Ketika perkembangan AGI tidak lagi bisa dikendalikan, ini bisa menjadi bencana bagi dunia. Misalnya, ketika AI mengambil alih dan mengendalikan persenjataan konvensional seperti senjata nuklir, biologi, atau kimia.

Saat ini, Tiongkok sedang mempercepat komersialisasi robot humanoid, termasuk penerapannya dalam infrastruktur sensitif seperti jaringan listrik dan pembangkit listrik tenaga nuklir.

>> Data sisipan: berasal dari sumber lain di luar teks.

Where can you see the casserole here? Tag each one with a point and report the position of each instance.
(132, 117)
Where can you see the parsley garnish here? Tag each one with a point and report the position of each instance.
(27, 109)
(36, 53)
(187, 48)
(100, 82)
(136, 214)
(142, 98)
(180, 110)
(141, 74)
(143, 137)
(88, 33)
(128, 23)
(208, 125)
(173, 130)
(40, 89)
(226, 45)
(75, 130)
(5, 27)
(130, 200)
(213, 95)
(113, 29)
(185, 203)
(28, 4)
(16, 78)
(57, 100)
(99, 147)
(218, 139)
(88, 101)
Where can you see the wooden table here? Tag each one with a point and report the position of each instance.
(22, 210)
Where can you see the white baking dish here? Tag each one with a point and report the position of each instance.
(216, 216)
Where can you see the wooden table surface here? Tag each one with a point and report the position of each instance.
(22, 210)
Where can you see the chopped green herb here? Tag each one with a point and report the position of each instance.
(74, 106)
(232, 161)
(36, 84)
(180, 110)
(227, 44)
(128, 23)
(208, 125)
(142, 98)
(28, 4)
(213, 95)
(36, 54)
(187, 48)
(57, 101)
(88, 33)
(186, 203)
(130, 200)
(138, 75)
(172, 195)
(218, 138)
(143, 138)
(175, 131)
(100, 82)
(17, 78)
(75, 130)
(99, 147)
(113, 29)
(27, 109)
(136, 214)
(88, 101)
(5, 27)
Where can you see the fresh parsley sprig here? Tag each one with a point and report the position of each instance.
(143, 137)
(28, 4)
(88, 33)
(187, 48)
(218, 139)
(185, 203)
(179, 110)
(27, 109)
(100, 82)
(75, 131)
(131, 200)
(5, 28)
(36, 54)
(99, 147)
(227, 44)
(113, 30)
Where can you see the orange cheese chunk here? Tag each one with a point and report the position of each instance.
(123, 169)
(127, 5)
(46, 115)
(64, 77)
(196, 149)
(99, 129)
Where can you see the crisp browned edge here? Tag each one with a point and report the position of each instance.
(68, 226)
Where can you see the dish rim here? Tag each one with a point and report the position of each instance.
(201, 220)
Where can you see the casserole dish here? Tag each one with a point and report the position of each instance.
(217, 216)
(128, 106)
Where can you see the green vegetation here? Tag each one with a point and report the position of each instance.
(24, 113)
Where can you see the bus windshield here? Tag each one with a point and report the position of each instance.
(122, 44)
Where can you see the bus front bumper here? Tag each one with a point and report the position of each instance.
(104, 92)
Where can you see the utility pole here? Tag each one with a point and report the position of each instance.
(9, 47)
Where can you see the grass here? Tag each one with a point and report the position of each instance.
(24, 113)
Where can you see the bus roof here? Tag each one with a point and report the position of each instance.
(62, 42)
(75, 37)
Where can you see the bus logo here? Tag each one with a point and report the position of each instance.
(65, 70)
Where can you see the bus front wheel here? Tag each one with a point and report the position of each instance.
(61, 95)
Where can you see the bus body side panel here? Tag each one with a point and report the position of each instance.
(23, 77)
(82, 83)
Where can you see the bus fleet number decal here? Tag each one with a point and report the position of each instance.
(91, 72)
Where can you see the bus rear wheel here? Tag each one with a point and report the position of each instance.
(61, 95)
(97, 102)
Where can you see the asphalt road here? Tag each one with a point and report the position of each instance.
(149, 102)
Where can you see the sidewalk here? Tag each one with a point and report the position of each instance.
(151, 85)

AI juga digunakan untuk memanipulasi atau mengganggu pasar keuangan serta infrastruktur penting seperti energi, transportasi, dan komunikasi, yang dapat menimbulkan ancaman langsung terhadap nyawa manusia.

Tim dari IMD menjelaskan bahwa ada dua perkembangan AI yang mendorong peningkatan risiko dari sedang menjadi tinggi, yaitu AI multimodal dan AI agen. AI multimodal dapat memproses dan mengintegrasikan berbagai jenis input (seperti teks, gambar, dan audio) untuk menyelesaikan tugas yang lebih kompleks, contohnya GPT-4o, Gemini Ultra, dan Pixtral 12B.

Sementara itu, AI agen adalah sistem AI yang mampu merencanakan, bertindak, dan membuat keputusan secara otonom, yang saat ini sedang berkembang pesat. Meskipun kemajuan AI agen mendorong perkembangan AGI, ini juga berpotensi menjadi bencana ketika sistem ini tidak terkendali, terutama ketika digabungkan dengan teknologi lainnya.

Contoh lain adalah perkembangan robot humanoid yang ditenagai oleh AI generatif, yang digunakan agar robot ini dapat beroperasi dan mengambil keputusan secara mandiri. NVIDIA saat ini bekerja sama dengan perusahaan robotika untuk mengembangkan model dasar bagi robot humanoid tersebut.

Kemajuan teknologi ini memang menarik, tetapi juga dapat menjadi ancaman tersembunyi bagi umat manusia. Oleh karena itu, pengawasan yang cermat dan manajemen yang bertanggung jawab sangat penting agar penerapan AI tetap aman dan tidak menjadi ‘senjata makan tuan’.

Kembali ke regulasi, dalam sejarah, regulasi sering kali terlambat mengikuti perkembangan teknologi dan inovasi. Namun, saat ini terdapat beberapa inisiatif seperti EU AI Act, California’s SB 1047, dan Council of Europe’s Framework Convention on AI yang bisa menjadi acuan dalam merumuskan aturan terkait AI.

Selain kebijakan pemerintah, semua pemangku kepentingan, terutama perusahaan yang mengembangkan model AI seperti OpenAI, Meta, dan Alphabet, juga memiliki peran penting dalam mengurangi risiko AI.

Dalam praktik keselamatan AI, sejumlah perusahaan teknologi pengembang AI mulai menerapkan regulasi pengamanan. OpenAI telah menyediakan Preparedness Framework, sementara Alphabet memiliki Google DeepMind Frontier Safety Framework, dan Anthropic menyiapkan Responsible Scaling Policy (RSP).

Meskipun berbagai kerangka kerja ini merupakan langkah penting dalam menjaga keselamatan AI, masih diperlukan transparansi dan penegakan langkah praktis yang lebih baik.